Human Capital Multidisciplinary Research Center

4.1.1 Developing Methods and Tools for Big Data Mining as Applied to Research on Human Potential

Ilya Kuzminov
Project Leader (2020-2022)

Konstantin Vishnevskiy
Project Leader (2022)

Project period

2020-2022

Context of Research Project within a Subject of Human Capital

Identifying promising areas of science and technology that can make a significant contribution to the development of human potential requires constant scanning, monitoring and analysis of big data and daily replenished collections of documents. For this purpose, it is assumed to conduct intelligent analysis of big data using the latest semantic methods, as well as preparing complex descriptions and visual representations of the dynamics and structure of these areas.
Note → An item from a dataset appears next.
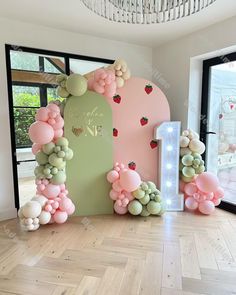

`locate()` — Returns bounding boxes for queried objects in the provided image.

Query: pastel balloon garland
[18,103,75,231]
[107,163,165,217]
[179,129,224,215]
The integration, modification and addition of the best existing models of vector representations of phrases implemented within the framework of the scientific project Developing Methods and Tools for Big Data Mining as Applied to Research on Human Potential allows us to implement a model for partial automation of identification and comparative cross-country analysis of trends in the field of human potential management and to radically improve the objectivity and effectiveness of research. Algorithms for collecting, processing and analyzing big data based on artificial intelligence will be used to identify challenges and analyze the global human development agenda, mapping the scientific and technological landscape, searching and evaluating global and Russian competence centers (organizations, collectives, persons), identifying emerging trends, weak signals and jokers

Project Aim

Developing and improving methods and tools for intellectual analysis of big data, their testing and practical application in order to analyze data on the prospects of human potential development and strengthen expert analytics in the field of human potential research

Project Objectives:

  1. Developing and improving methods and tools for the intellectual analysis of big data, their approbation and practical application in order to analyze data on the prospects of human development
  2. Testing the informational value and predictive power of text-mining indicators and their combinations (scoring metrics) by expert evaluation (markup) of the text-mining mapping results of trends, events, forecasts and human development factors
  3. Improving algorithms for extracting, indexing, ranking and intellectual analysis of scientific, technological, economic, social, humanitarian and other terms on the topics of human potential, social and humanitarian sciences based on the study of applied information technology products for big data processing infrastructure

Key Findings

2020

Algorithms for assessing the thematic proximity between scientific, analytical, regulatory, strategic documents and narrative-conceptual documents of a socio-humanitarian orientation based on deep learning algorithms, semantic analysis and text mining have been created and tested in order to strengthen expert analytics in the field of human potential research. In particular, tools for analyzing the evolution of terminology and its structural clustering based on Word2Vec and SciBERT machine learning models have been developed and applied. A study has been conducted on the possibility of using Kubernetes technology in managing the processing of large text data and metadata, large document collections for strategic mapping of the agendas of both multidisciplinary and specialized research in the field of human development

2021

The information value and predictive power of calculated text-mining indicators and their combinations (scoring metrics) have been evaluated in comparison with the results of expert markup of text-mining mapping of trends, events, forecasts and human development factors in terms of improving their quality

2022

An approach is proposed and tested using language markers, as well as language substitution rules for intellectual analysis of scientific, technological, economic, social, humanitarian and other terms in order to further obtain a comprehensive landscape of trends in the direction of human potential, social and humanitarian sciences. Text mining mapping of trends has been performed based on a trend detection model improved using an approach based on implemented markers and rules.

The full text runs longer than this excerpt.